Le sugerí que volviéramos al Sprint. Así lo hicimos. Mientras seguía embelesado por el lugar, lo sorprendí con un pinchazo en el cuello. “¿Qué me hiciste”?, me miró intrigado. Le dije que le había aplicado una pequeña dosis de una droga que lo inmovilizaría por un tiempo. Luego de pasado el efecto, más o menos, una hora no habría rastros en su cuerpo.

Seguía sin entender y ya no se podía mover. Le conté cuál era mi trabajo y que me habían contratado para matarlo. Cosa que haría con gusto después de las amarguras que había hecho pasar en la secundaria. También por ser fanático de Ford. Todo sumaba puntos que hacían que matarlo fuera un placer.

Ya no podía hablarme, solo escuchaba mi monólogo. Le dije que con la plata del trabajo me compraría un Torino 380 W del año 1966. Una joya de primera mano que había estado guardado por décadas. El kilometraje no llegaba a los 70.000 kilómetros. Le dije que sería una pena que no lo pudiera llegar a ver.

Pero lo sorprendí cuando le mencioné que lo llamaría Carlitos en honor a él. Una lágrima le rodó por la mejilla y en ese preciso instante le disparé en la sien derecha con su revólver calibre 38. El arma estaba en la guantera del Sprint. La descubrí cuando en la noche del jueves le abrí el auto buscando algo con qué matarlo.

Si quería que pareciera un suicidio el arma tenía que ser de él. De casualidad la encontré en la guantera. Es claro que sabía que había gente que estaba buscándolo para matarlo. Sino que hacía esa arma en su Sprint. Revólver legal sin tener la numeración limada, pero eso iba a ser trabajo para la policía.

Su cabeza quedo recostada sobre el vidrio de la ventanilla. El disparo quedó amortiguado dentro del habitáculo. Tuve la precaución de usar protectores auditivos, sino me hubiera quedado sordo por un largo tiempo. Ahora a esperar que pasara una hora y la noche terminara de hacerse presente en ese paraje junto al río.

Limpié todas las huellas en el Sprint y me guardé los guantes de látex que usé con el revólver. Que dejé en manos del difunto Carlitos. Menos mal que recordaba que era diestro y no zurdo como yo. Así quedó con la cabeza tumbada y el revólver en su mano derecha.

El Sprint mirando al río solo con su conductor muerto. Esa fue la última imagen de ese paraje. No volvería al lugar. Eso lo tenía muy claro. Mañana sería un hervidero de policías tratando de descubrir qué había pasado. Pero lo sabía porque lo vería en las noticias de la mañana del lunes. Siempre dicen que es fácil pronosticar con el diario del día lunes.

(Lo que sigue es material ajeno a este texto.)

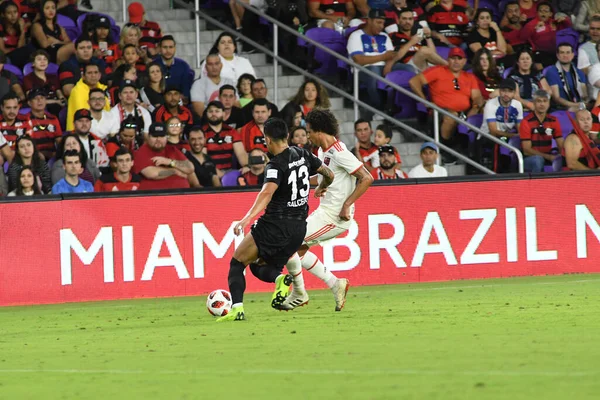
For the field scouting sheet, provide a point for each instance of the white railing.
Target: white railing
(354, 98)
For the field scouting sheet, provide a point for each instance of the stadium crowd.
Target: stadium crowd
(88, 106)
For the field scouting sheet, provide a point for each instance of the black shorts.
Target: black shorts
(278, 240)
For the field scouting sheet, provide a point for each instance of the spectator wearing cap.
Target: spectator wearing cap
(161, 166)
(70, 71)
(12, 124)
(103, 44)
(204, 167)
(47, 34)
(177, 72)
(428, 167)
(259, 91)
(81, 92)
(371, 48)
(327, 13)
(537, 131)
(222, 141)
(449, 22)
(450, 88)
(568, 84)
(387, 168)
(172, 108)
(38, 79)
(255, 176)
(122, 179)
(9, 81)
(127, 137)
(92, 144)
(45, 127)
(253, 133)
(71, 183)
(502, 117)
(102, 120)
(415, 50)
(151, 32)
(206, 89)
(127, 106)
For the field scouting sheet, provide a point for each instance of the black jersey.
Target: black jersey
(291, 171)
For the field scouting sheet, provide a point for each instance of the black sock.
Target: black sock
(237, 281)
(265, 273)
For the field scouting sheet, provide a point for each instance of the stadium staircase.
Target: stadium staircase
(180, 23)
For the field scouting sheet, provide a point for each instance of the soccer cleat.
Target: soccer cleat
(294, 300)
(282, 289)
(235, 314)
(340, 289)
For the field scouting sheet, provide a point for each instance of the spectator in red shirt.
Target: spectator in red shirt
(222, 141)
(171, 108)
(256, 175)
(48, 35)
(540, 32)
(452, 89)
(161, 166)
(537, 131)
(12, 34)
(38, 79)
(13, 124)
(122, 179)
(365, 150)
(45, 127)
(387, 165)
(150, 31)
(253, 132)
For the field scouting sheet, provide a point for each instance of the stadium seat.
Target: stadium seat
(15, 70)
(52, 69)
(565, 123)
(230, 178)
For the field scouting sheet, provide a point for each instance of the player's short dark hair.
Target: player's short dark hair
(9, 96)
(121, 151)
(71, 153)
(386, 129)
(276, 129)
(260, 102)
(322, 120)
(361, 121)
(226, 87)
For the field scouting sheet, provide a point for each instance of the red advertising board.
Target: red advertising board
(180, 245)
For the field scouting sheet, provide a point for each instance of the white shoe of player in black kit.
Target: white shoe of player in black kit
(294, 300)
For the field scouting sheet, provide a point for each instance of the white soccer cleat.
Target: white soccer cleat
(294, 300)
(339, 293)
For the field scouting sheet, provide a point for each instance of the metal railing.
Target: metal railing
(357, 69)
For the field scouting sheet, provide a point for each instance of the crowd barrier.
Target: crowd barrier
(70, 249)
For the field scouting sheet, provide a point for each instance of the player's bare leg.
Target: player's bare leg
(244, 254)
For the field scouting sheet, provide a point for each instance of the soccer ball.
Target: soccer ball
(218, 302)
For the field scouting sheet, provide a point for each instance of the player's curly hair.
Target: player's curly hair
(323, 120)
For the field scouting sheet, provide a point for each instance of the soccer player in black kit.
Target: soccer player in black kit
(277, 234)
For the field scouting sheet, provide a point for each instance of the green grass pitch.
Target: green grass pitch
(522, 338)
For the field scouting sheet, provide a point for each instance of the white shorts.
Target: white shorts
(322, 226)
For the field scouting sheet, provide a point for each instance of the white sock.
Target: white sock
(311, 263)
(294, 266)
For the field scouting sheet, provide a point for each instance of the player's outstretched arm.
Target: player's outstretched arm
(328, 177)
(261, 202)
(364, 180)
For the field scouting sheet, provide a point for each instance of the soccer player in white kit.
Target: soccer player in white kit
(335, 212)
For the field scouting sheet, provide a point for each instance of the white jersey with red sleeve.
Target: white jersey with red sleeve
(343, 163)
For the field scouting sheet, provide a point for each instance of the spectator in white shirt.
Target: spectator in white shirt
(206, 89)
(233, 65)
(371, 48)
(428, 168)
(102, 121)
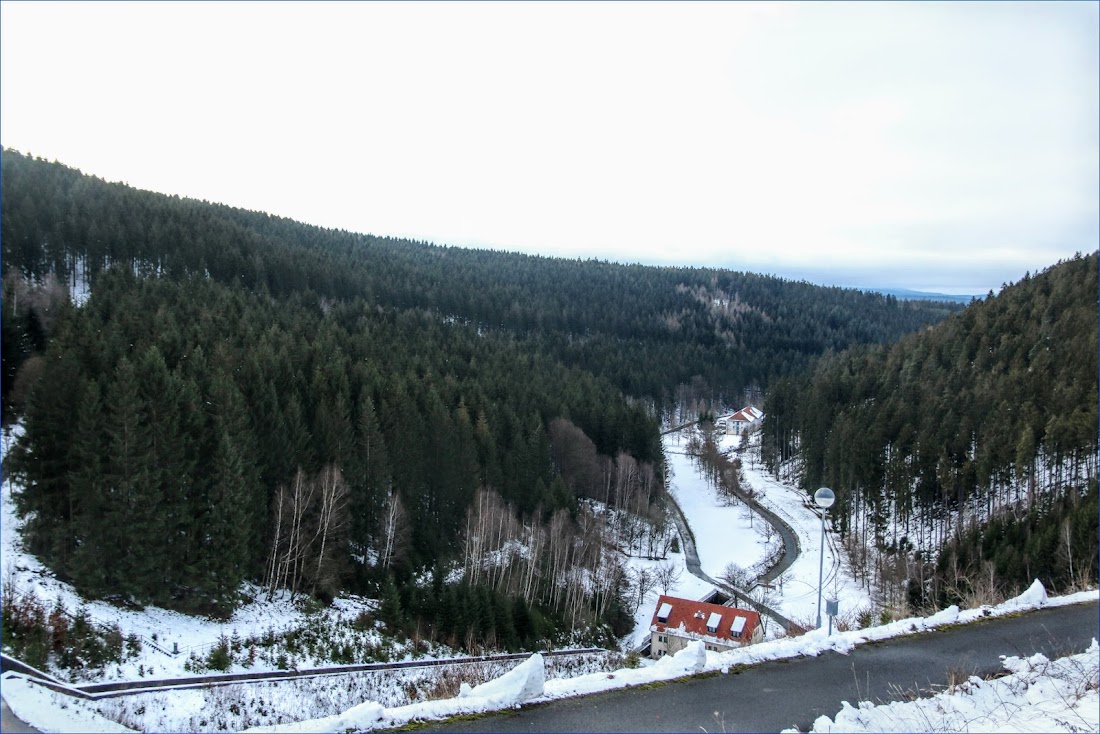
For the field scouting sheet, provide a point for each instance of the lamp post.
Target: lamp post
(823, 499)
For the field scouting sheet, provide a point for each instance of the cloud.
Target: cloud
(889, 134)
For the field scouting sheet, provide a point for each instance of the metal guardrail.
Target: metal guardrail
(97, 691)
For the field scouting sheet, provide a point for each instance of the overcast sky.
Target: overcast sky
(939, 146)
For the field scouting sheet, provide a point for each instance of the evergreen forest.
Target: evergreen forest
(210, 396)
(964, 457)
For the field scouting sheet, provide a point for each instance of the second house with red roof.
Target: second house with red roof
(680, 621)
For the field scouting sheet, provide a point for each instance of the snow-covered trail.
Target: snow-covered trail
(728, 535)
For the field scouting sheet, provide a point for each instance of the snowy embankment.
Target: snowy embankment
(1049, 697)
(1037, 694)
(726, 535)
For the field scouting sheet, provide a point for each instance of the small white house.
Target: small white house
(738, 422)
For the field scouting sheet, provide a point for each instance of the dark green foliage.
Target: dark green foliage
(1056, 544)
(991, 413)
(224, 351)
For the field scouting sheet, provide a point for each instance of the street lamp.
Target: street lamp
(823, 499)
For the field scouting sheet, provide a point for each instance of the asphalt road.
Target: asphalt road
(774, 696)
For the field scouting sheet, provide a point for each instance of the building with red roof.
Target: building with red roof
(680, 621)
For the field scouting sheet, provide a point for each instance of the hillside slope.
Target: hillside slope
(992, 412)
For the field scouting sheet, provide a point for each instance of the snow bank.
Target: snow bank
(48, 712)
(524, 682)
(1038, 696)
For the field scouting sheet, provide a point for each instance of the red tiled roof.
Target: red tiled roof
(746, 415)
(694, 615)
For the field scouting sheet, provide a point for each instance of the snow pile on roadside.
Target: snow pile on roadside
(1037, 696)
(692, 659)
(518, 686)
(51, 712)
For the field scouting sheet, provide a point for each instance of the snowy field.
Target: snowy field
(1038, 694)
(724, 535)
(360, 707)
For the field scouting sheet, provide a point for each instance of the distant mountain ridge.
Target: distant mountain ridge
(905, 294)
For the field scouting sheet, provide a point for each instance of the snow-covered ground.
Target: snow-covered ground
(535, 680)
(1036, 694)
(724, 535)
(1037, 697)
(23, 573)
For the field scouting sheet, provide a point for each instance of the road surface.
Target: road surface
(774, 696)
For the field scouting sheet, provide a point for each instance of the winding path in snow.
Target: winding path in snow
(691, 560)
(791, 550)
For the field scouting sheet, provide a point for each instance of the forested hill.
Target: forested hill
(647, 329)
(990, 413)
(244, 397)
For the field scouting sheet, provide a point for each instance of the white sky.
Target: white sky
(943, 146)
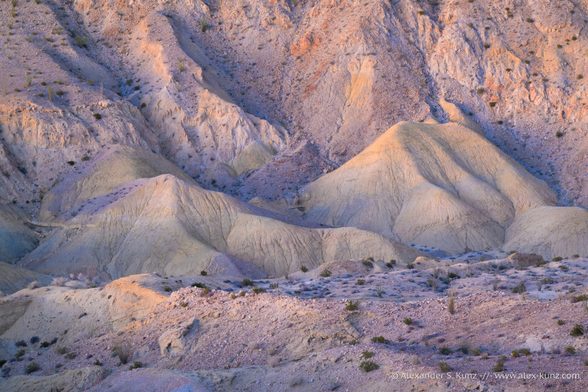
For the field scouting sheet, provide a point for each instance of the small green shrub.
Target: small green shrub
(380, 339)
(499, 367)
(31, 368)
(578, 330)
(368, 366)
(570, 350)
(367, 354)
(326, 273)
(445, 350)
(444, 367)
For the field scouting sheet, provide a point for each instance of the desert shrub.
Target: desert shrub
(519, 289)
(578, 330)
(31, 368)
(451, 303)
(368, 263)
(445, 350)
(570, 350)
(247, 282)
(380, 339)
(122, 350)
(380, 291)
(368, 366)
(444, 367)
(136, 365)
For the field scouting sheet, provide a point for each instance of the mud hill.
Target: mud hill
(445, 186)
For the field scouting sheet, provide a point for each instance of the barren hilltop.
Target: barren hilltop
(293, 195)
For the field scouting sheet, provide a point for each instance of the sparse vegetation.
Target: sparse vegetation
(578, 330)
(444, 367)
(368, 366)
(445, 350)
(499, 367)
(380, 339)
(367, 354)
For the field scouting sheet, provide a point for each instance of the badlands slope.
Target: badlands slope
(445, 186)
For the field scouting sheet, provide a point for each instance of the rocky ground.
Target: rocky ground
(313, 332)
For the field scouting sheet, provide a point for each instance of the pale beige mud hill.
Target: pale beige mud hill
(169, 225)
(13, 278)
(114, 166)
(444, 186)
(16, 239)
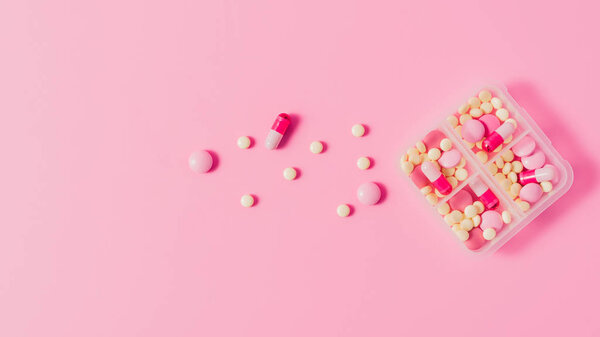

A la mañana siguiente mientras desayunaba, como siempre, en el Bar La Amistad, el gallego Manolo subió el volumen del televisor. Siempre sintonizado en TN. En el videograph se leía: “Hallan empresario muerto en su auto clásico. Se presume suicidio”. El trabajo había salido limpio.

Tanto que el celular me avisó que me había llegado un mail. Era de los empresarios que me habían contratado. El millón de pesos estaba repartido en las diez cuentas que tengo en distintos bancos del país y el exterior. Siempre hay que ser cuidado con los cobros, la AFIP está al acecho. Mañana voy a comprar a Carlitos, mi próximo Torino 380 W. Será un placer manejarlo.